Be curious and ask questions! CYA has been running for many years as a study abroad program, and they have seen a lot of uncalled-for situations, so the chance of someone out there having an answer to your question is very high. Greece is one of those perfect places where you may appear to be engulfed in city life in Athens, but really, the Ymittos Mountains are filled with trees and beautiful scenery, and they are just a bus ride or an easy walk away from Pangrati. It becomes more evident as you leave the Athens area as well, Greece offers every landscape you could ever think of, and I think that makes life here even more special. You will never get sick of your home in Greece, there is entirely too much to see for that to be a problem. You just need to get out and explore more.
How was the political climate in Greece different from what are you used to? If applicable, describe a time when you had to navigate a political conversation during your time abroad.
It was definitely interesting to navigate the differences between the U.S. and Greece's handling of COVID-19 during my semester abroad. The conversations that I had with locals were not too politically charged, but living in a place that was drastically behind in vaccination availability or had heightened restrictions in comparison to the U.S. was very interesting. I took these casual conversations as learning opportunities because the perspectives of the local community are not always the perspectives you hear about from higher-up news or political networks.
Please select any of the following that apply to you, and that you would be willing to share about your CYA experience with other students:
Religion while abroad, Mental health while abroad
Briefly describe a cultural experience you had that was significant to you in any way.

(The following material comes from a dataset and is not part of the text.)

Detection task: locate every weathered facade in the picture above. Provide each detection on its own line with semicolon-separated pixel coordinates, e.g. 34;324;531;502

One of the most meaningful and cultural experiences that I had during my semester in Greece was on Καθαρά Δευτέρα (Clean Monday). Leading up to the day, CYA prepared us with all of the knowledge we needed on the food that Greeks eat and the activities that traditionally occur, in order to understand the significance of this day. Fish is a staple food on this day, but I am vegetarian so I made sure to pick up some lagana bread from Kekkos, a local cafe in Pangrati. We were told that many Athenians string a kite, take it up to Philopappos Hill to fly it, typically with the guidance of an older man/father-figure. One of the owners of Kekkos, Dimitris, was basically our Greek father during our time in Athens, so he helped me to string the kite that I had bought, as well as instructed my friends and I on how we should fly it, since he was not able to be there with us at Philopappos Hill. The memories that were made that day trying and failing to fly this kite are ones that will never leave my mind (long story short, we completely destroyed this kite without even managing to fly it). I brought the disheveled kite back to Dimitris, and he could not help but laugh at the outcome. Καθαρά Δευτέρα was such an important cultural experience for me, that I have made it a point to plan another trip to Greece another year around this time so that I can experience it all again, and hopefully have a more successful kite flying experience!
Favorite food in Greece?
Pastichio (vegetarian) / mushroom dishes / tzatziki & pita bread / hummus & lagana bread
Favorite class you took at CYA?
Intro to Digital Archaeology with Hüseyin Çınar Öztürk
Favorite quote from abroad?
"It is not the destination that matters the most, it is the journey that gets you there."